Struan pensou a respeito de Mauss. Gostava dele como homem e tinha pena dele. Depois, lembrou-se outra vez das palavras de Sarah. Sim, disse a si próprio, você usou Wolfgang de diversas maneiras. Mas, em troca, deu-lhe o que ele queria — a oportunidade de converter os pagãos. Sem você, ele estaria morto há muito tempo. Sem você... deixe para lá. Mauss tem sua própria salvação com que se preocupar. Os caminhos de Deus são aparentemente estranhos.
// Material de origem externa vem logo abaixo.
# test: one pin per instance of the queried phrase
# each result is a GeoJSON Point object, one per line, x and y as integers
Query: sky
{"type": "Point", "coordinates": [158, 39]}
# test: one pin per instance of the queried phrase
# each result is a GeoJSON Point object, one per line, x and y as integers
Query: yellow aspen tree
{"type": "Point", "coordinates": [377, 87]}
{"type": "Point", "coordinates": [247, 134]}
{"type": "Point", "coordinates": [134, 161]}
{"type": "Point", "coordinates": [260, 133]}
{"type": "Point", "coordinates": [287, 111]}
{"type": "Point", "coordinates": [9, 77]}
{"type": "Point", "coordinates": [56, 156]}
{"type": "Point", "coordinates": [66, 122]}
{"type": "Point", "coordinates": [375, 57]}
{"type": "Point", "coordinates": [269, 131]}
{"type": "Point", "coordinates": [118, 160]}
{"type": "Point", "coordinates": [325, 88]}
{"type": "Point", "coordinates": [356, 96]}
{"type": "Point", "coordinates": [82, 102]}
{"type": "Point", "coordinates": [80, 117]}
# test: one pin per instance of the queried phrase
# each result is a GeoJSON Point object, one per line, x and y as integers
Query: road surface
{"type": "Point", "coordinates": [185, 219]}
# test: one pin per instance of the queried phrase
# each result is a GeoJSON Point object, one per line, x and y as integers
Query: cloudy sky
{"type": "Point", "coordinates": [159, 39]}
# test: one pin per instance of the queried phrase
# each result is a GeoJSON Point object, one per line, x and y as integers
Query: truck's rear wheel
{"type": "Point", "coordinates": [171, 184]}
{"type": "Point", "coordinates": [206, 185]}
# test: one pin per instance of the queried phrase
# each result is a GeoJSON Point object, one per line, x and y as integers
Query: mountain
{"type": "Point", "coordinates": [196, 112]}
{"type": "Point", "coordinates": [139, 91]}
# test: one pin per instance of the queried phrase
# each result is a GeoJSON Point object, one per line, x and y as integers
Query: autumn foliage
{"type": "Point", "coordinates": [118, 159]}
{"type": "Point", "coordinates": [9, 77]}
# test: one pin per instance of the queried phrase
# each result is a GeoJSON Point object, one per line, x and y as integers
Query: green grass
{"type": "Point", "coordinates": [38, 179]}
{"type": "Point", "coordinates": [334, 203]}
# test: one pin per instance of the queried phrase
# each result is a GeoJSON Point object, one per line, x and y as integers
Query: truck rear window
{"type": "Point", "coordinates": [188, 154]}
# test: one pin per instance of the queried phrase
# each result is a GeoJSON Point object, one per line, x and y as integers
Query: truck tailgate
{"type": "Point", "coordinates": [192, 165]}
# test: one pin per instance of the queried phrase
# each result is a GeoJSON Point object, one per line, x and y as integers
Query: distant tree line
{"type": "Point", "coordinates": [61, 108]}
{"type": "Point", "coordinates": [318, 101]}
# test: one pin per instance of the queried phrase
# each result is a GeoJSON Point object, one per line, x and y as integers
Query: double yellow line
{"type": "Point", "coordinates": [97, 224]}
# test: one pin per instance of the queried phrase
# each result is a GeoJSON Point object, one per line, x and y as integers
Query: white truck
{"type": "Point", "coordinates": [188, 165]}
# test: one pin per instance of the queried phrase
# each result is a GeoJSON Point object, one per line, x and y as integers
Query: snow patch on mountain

— Quem sabe, Vargas? Talvez Hung Hsiu-ch’uan seja aquilo que ele proclama. De qualquer maneira — acrescentou, vendo Vargas se empertigar — eu concordo. Não é divertido. Falarei com Wolfgang. Obrigado por me contar.
Vargas pigarreou.
— Acha que eu poderia ter uma licença, na próxima semana? Este calor e... bom, seria agradável ver a minha família.
— Sim. Tire duas semanas, Vargas. E acho que seria bom para a comunidade portuguesa ter o seu próprio clube. Vou começar a fazer uma subscrição. Você está indicado como tesoureiro e secretário temporário. — Rabiscou num bloco de papel e arrancou uma folha. — Pode tirar isto imediatamente, em dinheiro. — Era uma ordem de pagamento à vista no valor de mil guinéus.
Vargas ficou esmagado.
— Obrigado, senhor.
— Não agradeça — disse Struan. — Sem o apoio da comunidade portuguesa, não teríamos comunidade nenhuma.
— Mas, senhor, essa notícia... esse editorial! Hong Kong está liquidada. A Coroa repudiou o tratado. Dobrar a força de trabalho? Mil guinéus? Eu não entendo.
— Hong Kong estará viva enquanto nela existir um negociante e houver uma só embarcação da Marinha no porto. Não se preocupe. Algum recado para mim?